Art for Millions of People: Fathi Mahmoud's 1951 Ode to the Solidarity of the World's Oppressed
The relatively unsightly Chamber of Commerce building in Downtown across the road from Horreya hides one of Egypt's greatest examples of public art. The 1951 relief adorning the walls of the building voices the growing sentiment that was to explode just a few months later in the 1952 revolution and captures the nation's revolutionary yearning and fight for freedom, empowerment and solidarity with the down-trodden across the globe in a world then throwing off the shackles of colonialism.
The vast tableaux takes you from Chinese peasants tilling the land and Indian farmers rearing cattle to the industrial working class of the West, all united in labour and as those under the boot of those above.
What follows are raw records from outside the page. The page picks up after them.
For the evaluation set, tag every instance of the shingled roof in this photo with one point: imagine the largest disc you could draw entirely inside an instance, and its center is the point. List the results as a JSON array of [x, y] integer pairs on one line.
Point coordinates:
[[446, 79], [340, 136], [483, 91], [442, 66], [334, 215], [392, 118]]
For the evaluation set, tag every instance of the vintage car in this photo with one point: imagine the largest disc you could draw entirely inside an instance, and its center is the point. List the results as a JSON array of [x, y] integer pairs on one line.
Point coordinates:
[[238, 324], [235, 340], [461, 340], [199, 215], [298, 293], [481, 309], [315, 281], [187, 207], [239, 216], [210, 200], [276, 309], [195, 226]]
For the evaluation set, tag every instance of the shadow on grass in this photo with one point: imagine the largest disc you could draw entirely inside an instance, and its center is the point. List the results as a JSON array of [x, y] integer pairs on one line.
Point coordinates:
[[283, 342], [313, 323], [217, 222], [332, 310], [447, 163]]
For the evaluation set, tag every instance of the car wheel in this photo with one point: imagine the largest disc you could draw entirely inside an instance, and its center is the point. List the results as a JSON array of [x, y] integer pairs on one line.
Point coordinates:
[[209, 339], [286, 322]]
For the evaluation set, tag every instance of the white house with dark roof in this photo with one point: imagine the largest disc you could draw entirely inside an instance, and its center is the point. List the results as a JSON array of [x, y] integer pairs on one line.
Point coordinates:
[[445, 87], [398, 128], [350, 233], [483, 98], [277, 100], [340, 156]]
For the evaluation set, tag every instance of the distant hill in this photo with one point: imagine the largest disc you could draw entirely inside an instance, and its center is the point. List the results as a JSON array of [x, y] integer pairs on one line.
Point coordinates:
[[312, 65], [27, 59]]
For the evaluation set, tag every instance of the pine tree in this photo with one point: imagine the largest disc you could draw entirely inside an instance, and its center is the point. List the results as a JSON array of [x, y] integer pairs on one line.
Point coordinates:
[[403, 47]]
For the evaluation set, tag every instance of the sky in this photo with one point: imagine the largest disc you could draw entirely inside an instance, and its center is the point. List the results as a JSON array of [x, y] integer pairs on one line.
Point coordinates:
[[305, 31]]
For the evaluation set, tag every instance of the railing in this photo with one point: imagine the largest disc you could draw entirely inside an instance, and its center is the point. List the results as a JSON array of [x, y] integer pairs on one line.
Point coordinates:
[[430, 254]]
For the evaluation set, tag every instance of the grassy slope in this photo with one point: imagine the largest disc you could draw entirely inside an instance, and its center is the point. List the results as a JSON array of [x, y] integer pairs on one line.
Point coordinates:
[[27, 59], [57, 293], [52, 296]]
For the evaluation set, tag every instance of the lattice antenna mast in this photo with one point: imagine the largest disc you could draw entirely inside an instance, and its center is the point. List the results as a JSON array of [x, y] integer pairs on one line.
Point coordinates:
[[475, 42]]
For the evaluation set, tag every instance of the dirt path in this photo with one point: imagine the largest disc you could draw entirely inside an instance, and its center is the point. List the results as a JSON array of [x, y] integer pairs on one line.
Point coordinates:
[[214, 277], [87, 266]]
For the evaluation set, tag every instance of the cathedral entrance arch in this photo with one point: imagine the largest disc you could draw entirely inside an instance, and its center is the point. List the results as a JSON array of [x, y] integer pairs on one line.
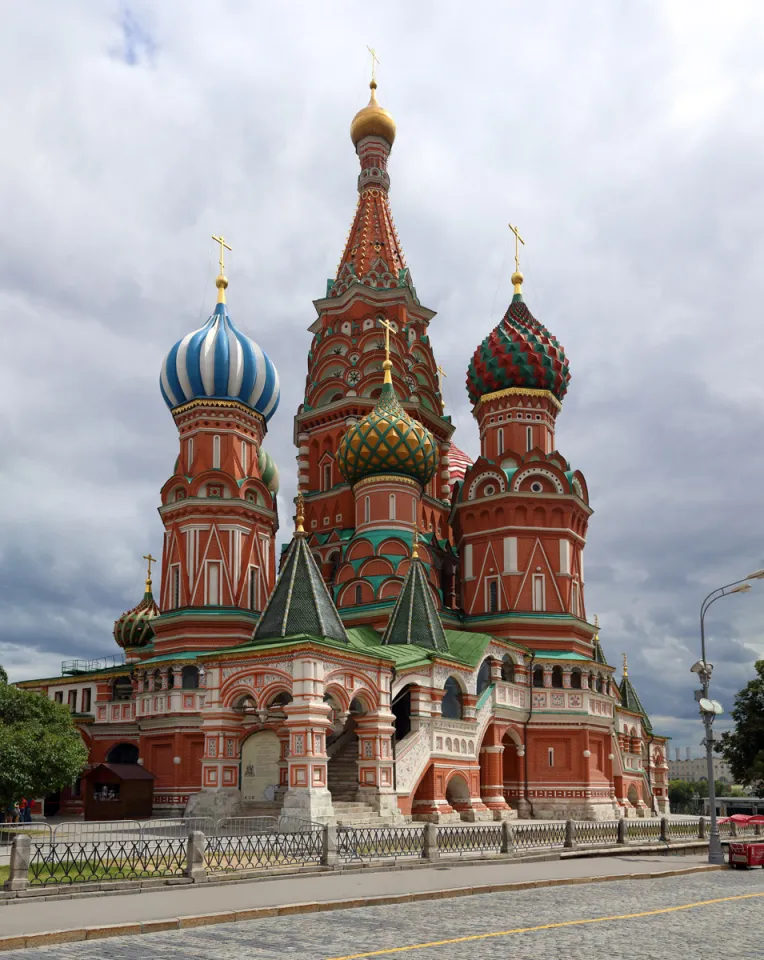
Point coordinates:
[[260, 755], [123, 753]]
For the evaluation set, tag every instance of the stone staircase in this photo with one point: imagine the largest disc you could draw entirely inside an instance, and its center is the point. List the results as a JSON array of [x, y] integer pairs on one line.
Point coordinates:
[[343, 786]]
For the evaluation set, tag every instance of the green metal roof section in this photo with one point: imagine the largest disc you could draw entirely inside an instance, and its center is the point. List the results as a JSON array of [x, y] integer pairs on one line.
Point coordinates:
[[630, 700], [558, 655], [300, 602], [414, 618]]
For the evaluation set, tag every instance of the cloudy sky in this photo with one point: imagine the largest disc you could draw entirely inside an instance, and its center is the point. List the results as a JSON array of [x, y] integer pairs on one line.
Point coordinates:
[[626, 139]]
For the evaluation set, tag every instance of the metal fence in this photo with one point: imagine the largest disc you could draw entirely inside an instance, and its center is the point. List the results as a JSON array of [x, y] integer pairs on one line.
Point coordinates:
[[469, 839], [595, 832], [527, 836], [265, 849], [78, 862], [370, 843]]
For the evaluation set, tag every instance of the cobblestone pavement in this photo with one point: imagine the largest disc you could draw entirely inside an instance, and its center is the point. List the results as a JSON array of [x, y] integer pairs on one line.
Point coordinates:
[[732, 928]]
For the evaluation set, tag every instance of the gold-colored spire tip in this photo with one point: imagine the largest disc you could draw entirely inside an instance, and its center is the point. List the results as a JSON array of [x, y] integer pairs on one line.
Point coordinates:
[[372, 121]]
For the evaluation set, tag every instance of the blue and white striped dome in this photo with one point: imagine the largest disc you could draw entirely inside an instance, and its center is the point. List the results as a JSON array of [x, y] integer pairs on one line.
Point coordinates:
[[218, 361]]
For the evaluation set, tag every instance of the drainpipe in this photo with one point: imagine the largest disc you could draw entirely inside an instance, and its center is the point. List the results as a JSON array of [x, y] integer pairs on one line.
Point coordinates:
[[525, 732]]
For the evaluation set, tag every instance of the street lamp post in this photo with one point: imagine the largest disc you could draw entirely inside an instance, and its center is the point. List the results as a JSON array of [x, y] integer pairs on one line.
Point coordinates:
[[709, 709]]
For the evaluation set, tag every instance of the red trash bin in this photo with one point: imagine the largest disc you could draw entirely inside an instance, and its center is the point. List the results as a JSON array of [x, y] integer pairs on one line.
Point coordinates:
[[746, 854]]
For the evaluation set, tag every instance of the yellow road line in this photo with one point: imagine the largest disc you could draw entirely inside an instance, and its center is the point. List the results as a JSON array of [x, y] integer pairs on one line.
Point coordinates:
[[546, 926]]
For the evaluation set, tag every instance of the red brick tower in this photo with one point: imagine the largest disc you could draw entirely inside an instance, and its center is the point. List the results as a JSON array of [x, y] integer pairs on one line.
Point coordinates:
[[520, 515], [372, 288], [219, 506]]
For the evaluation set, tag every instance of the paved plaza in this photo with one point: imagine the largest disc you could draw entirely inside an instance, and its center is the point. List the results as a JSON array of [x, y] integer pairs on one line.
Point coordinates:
[[704, 915]]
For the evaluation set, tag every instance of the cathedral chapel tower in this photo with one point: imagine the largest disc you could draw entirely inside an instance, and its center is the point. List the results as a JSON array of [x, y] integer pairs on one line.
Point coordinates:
[[371, 295], [219, 506], [521, 514]]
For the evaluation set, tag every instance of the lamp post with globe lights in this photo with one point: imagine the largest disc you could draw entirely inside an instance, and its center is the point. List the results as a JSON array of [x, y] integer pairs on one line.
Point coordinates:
[[710, 709]]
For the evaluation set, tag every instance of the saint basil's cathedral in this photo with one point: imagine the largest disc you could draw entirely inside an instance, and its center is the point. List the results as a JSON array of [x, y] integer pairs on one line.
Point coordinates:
[[421, 648]]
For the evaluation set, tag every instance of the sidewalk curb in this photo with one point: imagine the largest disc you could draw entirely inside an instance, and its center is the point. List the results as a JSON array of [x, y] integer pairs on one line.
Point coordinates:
[[51, 937]]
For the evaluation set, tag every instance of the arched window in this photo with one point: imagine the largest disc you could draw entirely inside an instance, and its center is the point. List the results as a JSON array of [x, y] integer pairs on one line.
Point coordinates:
[[122, 689], [451, 707], [484, 675], [508, 669], [493, 596]]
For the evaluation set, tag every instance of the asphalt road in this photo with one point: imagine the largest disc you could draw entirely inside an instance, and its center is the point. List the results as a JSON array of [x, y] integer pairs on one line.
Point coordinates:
[[676, 917]]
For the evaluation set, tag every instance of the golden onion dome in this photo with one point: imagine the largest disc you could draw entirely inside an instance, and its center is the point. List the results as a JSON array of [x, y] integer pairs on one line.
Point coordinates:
[[387, 440], [372, 121]]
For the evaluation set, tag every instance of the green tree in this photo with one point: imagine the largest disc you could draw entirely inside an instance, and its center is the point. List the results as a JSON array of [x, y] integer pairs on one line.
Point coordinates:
[[743, 747], [41, 750]]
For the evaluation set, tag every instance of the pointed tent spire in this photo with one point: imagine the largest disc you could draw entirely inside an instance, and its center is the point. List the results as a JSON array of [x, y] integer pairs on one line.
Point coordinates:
[[630, 700], [414, 618], [300, 602]]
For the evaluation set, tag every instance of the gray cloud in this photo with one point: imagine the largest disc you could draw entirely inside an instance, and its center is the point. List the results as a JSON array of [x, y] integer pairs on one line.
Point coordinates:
[[627, 145]]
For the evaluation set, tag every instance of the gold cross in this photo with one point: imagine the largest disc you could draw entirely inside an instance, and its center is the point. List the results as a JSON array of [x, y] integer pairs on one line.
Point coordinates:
[[374, 62], [223, 247], [518, 241]]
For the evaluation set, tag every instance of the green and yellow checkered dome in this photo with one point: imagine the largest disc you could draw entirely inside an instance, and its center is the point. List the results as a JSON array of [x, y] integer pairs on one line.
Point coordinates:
[[388, 440]]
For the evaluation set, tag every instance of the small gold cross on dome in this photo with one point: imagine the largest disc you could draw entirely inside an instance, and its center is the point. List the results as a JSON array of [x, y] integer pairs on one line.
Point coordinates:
[[374, 62], [518, 241], [223, 247]]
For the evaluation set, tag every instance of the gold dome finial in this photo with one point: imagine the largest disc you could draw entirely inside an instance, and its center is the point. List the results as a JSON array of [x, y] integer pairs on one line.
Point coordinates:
[[222, 281], [517, 277], [150, 560], [372, 120]]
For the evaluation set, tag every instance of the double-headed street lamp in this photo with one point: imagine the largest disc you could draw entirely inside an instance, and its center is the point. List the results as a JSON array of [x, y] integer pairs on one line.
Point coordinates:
[[710, 709]]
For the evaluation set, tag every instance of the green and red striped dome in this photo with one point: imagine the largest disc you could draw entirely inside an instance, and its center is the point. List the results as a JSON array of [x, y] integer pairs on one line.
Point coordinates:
[[520, 352]]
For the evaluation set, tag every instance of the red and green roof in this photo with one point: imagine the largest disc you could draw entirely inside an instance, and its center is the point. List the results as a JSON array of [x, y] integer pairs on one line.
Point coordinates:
[[520, 352]]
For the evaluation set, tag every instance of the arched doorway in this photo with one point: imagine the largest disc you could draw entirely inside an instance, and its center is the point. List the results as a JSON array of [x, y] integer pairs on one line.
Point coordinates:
[[123, 753], [342, 750], [458, 793], [260, 771], [512, 769]]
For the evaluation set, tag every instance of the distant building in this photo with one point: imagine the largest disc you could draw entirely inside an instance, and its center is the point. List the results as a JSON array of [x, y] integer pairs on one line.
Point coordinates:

The message is very much of its time encapsulates the highest aspirations of the movement following the 1952 revolution and beautifully illustrates Egypt's outreach at the time to the world in a new spirit of brotherhood.
The impressive relief, named the World of Commerce, was designed by the great Egyptian artists Fathi Mahmoud, well known for his influence on Egypt's modern aesthetics all the way from kitchenware through to industrial design and grand public monuments. Fathi Mahmoud's work can be seen across the country and many of his other pieces are also worth visiting, most notably the Mermaid in Alexandria.
His family porcelain company that still runs to this today, proudly state how he was driven by his commitment to "Art for Millions of People", and it seems clear looking at this powerful relief that none of this message seems to have been lost seventy years on.